Trump: 'No way' Russia would invade Ukraine if he were still in power


WASHINGTON, United States-- Former US president Donald Trump boasted of his close relationship with Russian leader Vladimir Putin on Tuesday, arguing that the Ukraine crisis would not have happened under his administration.

Donald Trump (Xinhua/Yin Bogu / MANILA BULLETIN)

"If properly handled, there was absolutely no reason that the situation currently happening in Ukraine should have happened at all," he said in a statement.

"I know Vladimir Putin very well, and he would have never done during the Trump administration what he is doing now, no way!"

Russia is facing an international backlash after Putin ordered his forces into Ukraine to secure two breakaway enclaves.

The move came with tens of thousands of Russian soldiers on Ukraine's borders and amid warnings of an all-out invasion.

President Joe Biden imposed economic sanctions on the two enclaves, but on the question of penalties against Russia itself, a US official told reporters: "We are going to assess what Russia's done."

Biden will address the nation at 1:00 pm (1800 GMT) on Russia's actions, the White House said.

But Trump, who had been largely silent on the escalating Russian threat to the US ally, criticized the "weak" response which he said did not match Russia's actions.

"Now it has begun, oil prices are going higher and higher, and Putin is not only getting what he always wanted, but getting, because of the oil and gas surge, richer and richer," Trump added.

Former White House Russia advisor Fiona Hill told CNN Sunday that Trump's foreign policy had emboldened Putin.

The former president's foreign policy, she argued, had been driven by personal concerns rather than the national interest.

"There's no Team America for Trump.
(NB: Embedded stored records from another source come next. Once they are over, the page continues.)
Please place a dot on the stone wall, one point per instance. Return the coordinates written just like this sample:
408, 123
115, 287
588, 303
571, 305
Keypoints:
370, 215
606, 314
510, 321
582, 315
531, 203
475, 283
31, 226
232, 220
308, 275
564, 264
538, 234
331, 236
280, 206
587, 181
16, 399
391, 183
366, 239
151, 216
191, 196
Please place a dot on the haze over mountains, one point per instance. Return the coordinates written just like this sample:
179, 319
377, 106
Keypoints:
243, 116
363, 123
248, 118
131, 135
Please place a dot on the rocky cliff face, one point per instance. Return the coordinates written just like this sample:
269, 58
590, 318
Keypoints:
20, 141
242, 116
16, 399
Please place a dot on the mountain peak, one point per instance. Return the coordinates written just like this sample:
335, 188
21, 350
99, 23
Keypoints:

Not once did I see him do anything to put America first. Not once. Not for a single second," said Hill, one of Trump's most senior aides.

Ukraine found itself caught in a US domestic political firestorm when then-president Trump asked its leader to launch a spurious corruption probe into Joe Biden's family ahead of the 2020 presidential election.

Accusations that Trump tried to block military aid to pressure President Volodymyr Zelensky sparked the first of two impeachments of the Republican.